In my understanding, our secret lies in the fact that these sessions offer a sense of belonging to a community. Those attending these sessions have the opportunity to be part of a community in an isolated world we all experience. This community is a meeting place for young families of similar ages who experience similar ways of thinking, problems and life situations. Here they belong to a community where they and their children are provided with and are exposed to something valuable, which is a very important thing. On the other hand, another thing that contributes to our success is that those colleagues I work with and whom I select are fantastic people. There is even an aptitude test for colleagues wishing to work at Ringató sessions. Actually, not each of these colleagues is a music pedagogist – we have colleagues who are ophthalmologists and landscape and garden engineers by profession and there is even an opera singer who graduated from Liszt Academy – but all of them are well-trained musicians. Apart from being able to sing beautifully and to play instruments, they are very much fond of these sessions, they believe in them and are very committed to the idea of Ringató.
It is not only sessions that you offer in the company of your daughter but you also publish a special series of books called Ringató Books.
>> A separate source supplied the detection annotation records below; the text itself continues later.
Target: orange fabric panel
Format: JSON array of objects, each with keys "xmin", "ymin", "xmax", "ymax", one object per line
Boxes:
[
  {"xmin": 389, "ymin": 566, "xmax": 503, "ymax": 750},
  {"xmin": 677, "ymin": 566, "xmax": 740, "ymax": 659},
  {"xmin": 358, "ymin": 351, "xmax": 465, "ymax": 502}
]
What are these books about?
These books are collections of songs for families and children: song books with images for children and editions of children's tales including CDs with folk songs. We have just recently established our own publishing company called Ringató Kiadó.
Why do you find it important that young children be exposed to music at a very early age, when they are only a few months old.
Children experience such psychological enrichment through music and through art in general that such experiences will make them become real people. It is important to make some kind of contact as early as possible with small children or even foetuses inside their mother's wombs. A young child does not understand long and elaborate sentences, they do not gather the meaning of these sentences but they can sense the mood of such utterances and even the mood of prosaic speech. If I speak quickly and loudly, the little child will not understand what I am saying but will definitely feel that I am agitated and that there is something wrong. Rhymes for nursing children as well as meaningless but interesting-sounding texts are not created unintentionally. Take Lewis Carroll's verse, for example: "Twas brillig, and the slithy toves, Did gyre and gimble in the wabe: All mimsy were the borogoves, And the mome raths outgrabe". Through their rhythm these texts impact children and it is of secondary importance that these texts are in fact meaningless. When Hungarian poet Sándor Weöres wrote about his attitude to verse, he said that he was not interested in the meaning of his words but the way they sound and ring and clang, and to him this is what mattered. These words give us joy, offer us aesthetic beauty, and they will also contribute to the formation of children's soul thereby making these little kids more responsive and open to arts.